The death of empathy is causing our streets to be terrorized. We need someone who can be touched by the feeling of our infirmity. I want to warn every leader and everyone in a position of power: your empathy is tested to the level of power that you possess, and if you gain power without empathy, God will judge you. Oh yes, God will judge you. How do you know that? God says, «I will not hear the husband’s prayer regarding how he treats his wife.» If God puts you in a position of authority and you abuse that authority while losing empathy, God says, «I will shut you off as you shut her off.»
What we are dealing with today is that we have people in positions who have no empathy, and what we are craving, what we are looking for, is not magicians; we are looking for empathy. We understand it’s a process; we know you can’t control everybody. We understand you can’t control every police officer. I understand that no matter what system we put in place, there will be people who go AWOL. We get that, but we need someone who can be touched by the feeling of our infirmity. You would be surprised; as a young pastor, I used to go into the homes where people had died, and I didn’t know what to say. I wanted to get a book on what to say when people die, but there is nothing you can say that makes the pain go away. There is no magic scripture you can quote, no specific way you can stand, or certain thing you can anoint to take away the fact that my child is dead. All you can do is walk into the room and weep with those who weep and mourn with those who mourn because there is something about empathy that brings comfort.
So Jesus came where we were so that God could have empathy for what we’ve done; He can be touched by the feeling of our infirmity. It would be easy for Jesus to say, «I cannot relate to what you’ve been through because I have not experienced that as well, and I really don’t understand, so you know, you’re on your own about that because I’m God and I’m celestial, and you’re terrestrial, and we come from different places. That’s your story, and this is mine.» But He went out of His way to be touched by the feeling of our infirmity because empathy makes us kin. Empathy makes us kin.
I was at my mom’s funeral; my mother’s body was presented at the front of the church, and her little brother—my uncle—came to my mother’s casket. I knew him and loved him, but I didn’t really know him. I fell in love with him, though, over how he loved my mother.
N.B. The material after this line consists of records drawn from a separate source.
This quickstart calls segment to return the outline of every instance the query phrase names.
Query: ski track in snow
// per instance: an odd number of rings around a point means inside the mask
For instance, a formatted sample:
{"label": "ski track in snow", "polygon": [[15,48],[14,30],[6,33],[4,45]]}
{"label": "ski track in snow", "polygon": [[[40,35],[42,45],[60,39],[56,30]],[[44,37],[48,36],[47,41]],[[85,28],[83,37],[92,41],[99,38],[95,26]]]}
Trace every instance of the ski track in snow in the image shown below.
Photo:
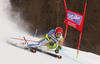
{"label": "ski track in snow", "polygon": [[[7,43],[10,37],[23,38],[29,40],[39,40],[23,32],[18,28],[12,19],[11,4],[9,0],[0,0],[0,64],[100,64],[100,56],[90,52],[79,52],[79,58],[76,59],[76,49],[63,47],[60,51],[62,59],[54,58],[44,53],[31,53]],[[17,14],[16,14],[17,15]],[[19,21],[18,21],[19,22]],[[24,42],[13,40],[12,42]]]}
{"label": "ski track in snow", "polygon": [[64,57],[66,57],[66,58],[72,60],[72,61],[75,61],[75,62],[79,63],[79,64],[84,64],[84,63],[82,63],[82,62],[80,62],[80,61],[77,61],[76,59],[74,59],[74,58],[68,56],[68,55],[65,53],[66,51],[67,51],[67,49],[63,48],[63,49],[61,50],[60,54],[61,54],[62,56],[64,56]]}

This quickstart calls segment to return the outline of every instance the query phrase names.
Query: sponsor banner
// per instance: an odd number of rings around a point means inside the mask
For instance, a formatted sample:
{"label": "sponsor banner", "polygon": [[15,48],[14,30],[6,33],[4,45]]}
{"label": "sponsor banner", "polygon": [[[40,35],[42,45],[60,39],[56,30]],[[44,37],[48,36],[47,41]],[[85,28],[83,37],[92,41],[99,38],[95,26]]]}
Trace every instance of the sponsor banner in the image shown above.
{"label": "sponsor banner", "polygon": [[75,12],[72,12],[72,11],[67,11],[67,19],[75,22],[76,24],[80,25],[81,24],[81,21],[82,21],[82,18],[83,16],[78,14],[78,13],[75,13]]}
{"label": "sponsor banner", "polygon": [[81,31],[83,20],[84,20],[83,15],[67,10],[67,18],[65,19],[64,23]]}

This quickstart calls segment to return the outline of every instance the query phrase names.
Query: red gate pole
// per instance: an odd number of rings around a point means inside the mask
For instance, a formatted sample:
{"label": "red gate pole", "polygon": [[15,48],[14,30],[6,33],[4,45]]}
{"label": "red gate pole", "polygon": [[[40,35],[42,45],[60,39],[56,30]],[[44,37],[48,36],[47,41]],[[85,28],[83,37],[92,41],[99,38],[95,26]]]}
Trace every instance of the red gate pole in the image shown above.
{"label": "red gate pole", "polygon": [[64,4],[65,4],[65,11],[66,11],[66,18],[67,18],[67,5],[66,5],[66,0],[64,0]]}
{"label": "red gate pole", "polygon": [[[66,18],[67,18],[67,5],[66,5],[66,0],[64,0],[64,4],[65,4],[65,11],[66,11]],[[65,21],[67,21],[67,19],[65,19]],[[68,29],[68,24],[66,24],[66,31],[65,31],[65,36],[64,36],[63,44],[64,44],[65,39],[66,39],[67,29]],[[62,44],[62,45],[63,45],[63,44]]]}
{"label": "red gate pole", "polygon": [[[86,7],[87,7],[87,0],[85,2],[85,7],[84,7],[84,13],[83,13],[84,18],[85,18],[85,13],[86,13]],[[84,23],[84,20],[83,20],[83,23]],[[82,30],[83,30],[83,25],[82,25]],[[81,37],[82,37],[82,30],[80,31],[80,38],[79,38],[79,44],[78,44],[76,59],[78,58],[78,54],[79,54],[80,42],[81,42]]]}
{"label": "red gate pole", "polygon": [[63,41],[63,44],[64,44],[65,39],[66,39],[66,35],[67,35],[67,28],[68,28],[68,25],[66,25],[66,31],[65,31],[65,36],[64,36],[64,41]]}
{"label": "red gate pole", "polygon": [[84,13],[83,13],[84,16],[85,16],[85,13],[86,13],[86,7],[87,7],[87,0],[85,2],[85,7],[84,7]]}
{"label": "red gate pole", "polygon": [[78,44],[78,50],[77,50],[76,59],[78,58],[78,54],[79,54],[79,48],[80,48],[80,43],[81,43],[81,37],[82,37],[82,31],[80,32],[80,38],[79,38],[79,44]]}

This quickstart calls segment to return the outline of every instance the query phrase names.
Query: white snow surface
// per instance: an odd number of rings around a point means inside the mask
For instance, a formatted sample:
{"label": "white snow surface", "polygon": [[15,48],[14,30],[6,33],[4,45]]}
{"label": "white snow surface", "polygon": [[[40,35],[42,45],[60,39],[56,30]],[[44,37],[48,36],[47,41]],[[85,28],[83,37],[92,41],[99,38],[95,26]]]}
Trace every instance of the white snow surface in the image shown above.
{"label": "white snow surface", "polygon": [[80,51],[76,59],[77,50],[65,46],[59,53],[62,59],[58,59],[38,51],[31,53],[8,44],[7,40],[10,37],[23,38],[25,36],[27,39],[39,40],[19,30],[13,22],[14,19],[10,18],[11,8],[9,0],[0,0],[0,64],[100,64],[100,55]]}

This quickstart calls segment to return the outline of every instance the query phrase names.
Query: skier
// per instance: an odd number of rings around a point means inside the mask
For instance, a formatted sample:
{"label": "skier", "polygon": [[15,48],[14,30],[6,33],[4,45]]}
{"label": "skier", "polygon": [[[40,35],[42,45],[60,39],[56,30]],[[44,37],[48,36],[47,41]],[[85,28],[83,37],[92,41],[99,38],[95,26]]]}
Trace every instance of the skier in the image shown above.
{"label": "skier", "polygon": [[[61,27],[57,27],[55,30],[50,30],[42,40],[38,41],[39,46],[37,47],[40,49],[44,49],[43,47],[46,47],[47,49],[55,49],[55,53],[59,53],[59,50],[62,48],[64,39],[62,34],[63,29]],[[26,45],[26,43],[22,44]],[[28,47],[33,45],[32,43],[27,44]]]}
{"label": "skier", "polygon": [[46,45],[48,49],[56,49],[55,53],[59,53],[59,50],[62,48],[63,44],[62,34],[63,29],[61,27],[57,27],[55,30],[50,30],[39,42],[42,43],[41,46]]}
I saw him crying over her casket, and we became friends until he died because he had empathy where I had pain. Empathy strengthens kinship. Oh, glory to God, y’all don’t hear what I’m saying: empathy strengthens kinship. You don’t have to say the right thing—just care about it. Cry with me; be worried when I’m worried. Be frustrated when I’m frustrated. If you can be touched by the feeling of our infirmity, that makes us kin. It’s not skin that makes us kin. It is not skin that makes us kin because, as the old folk used to say, «Everybody’s skin to me ain’t kind to me.»
So it’s not skin that makes us kin; it’s empathy. We have not a high priest who cannot be touched by the feeling of our infirmity. I don’t have to paint Jesus black, and you don’t have to paint Him white with blonde hair; it’s irrelevant because it’s not about the skin—it’s about being kin to me. Can you be touched by the feeling of our infirmity? So while we’re having a very juvenile argument over what color He is, we ought to be concerned about what kind He is because I’ve seen people who were the right color, but they still weren’t the right kind.
Just because you’re white doesn’t mean you’re right. Just because you’re black doesn’t mean we can hold back. We ain’t going to be together just because of skin. Being kin to me is about being empathetic to where I’m at. The Bible says we are bold because He has empathy. He can be touched by the feeling of our infirmity, tempted in all points, yet He didn’t sin. He didn’t have the same experience; He didn’t fall where I fell. He stood where I fell; He won where I lost; He was victorious where I was defeated. But He got close enough to it that He can be touched. Look at this: by the very fact that He relates to me, He said, «When you come before My throne, come boldly because we are connected.»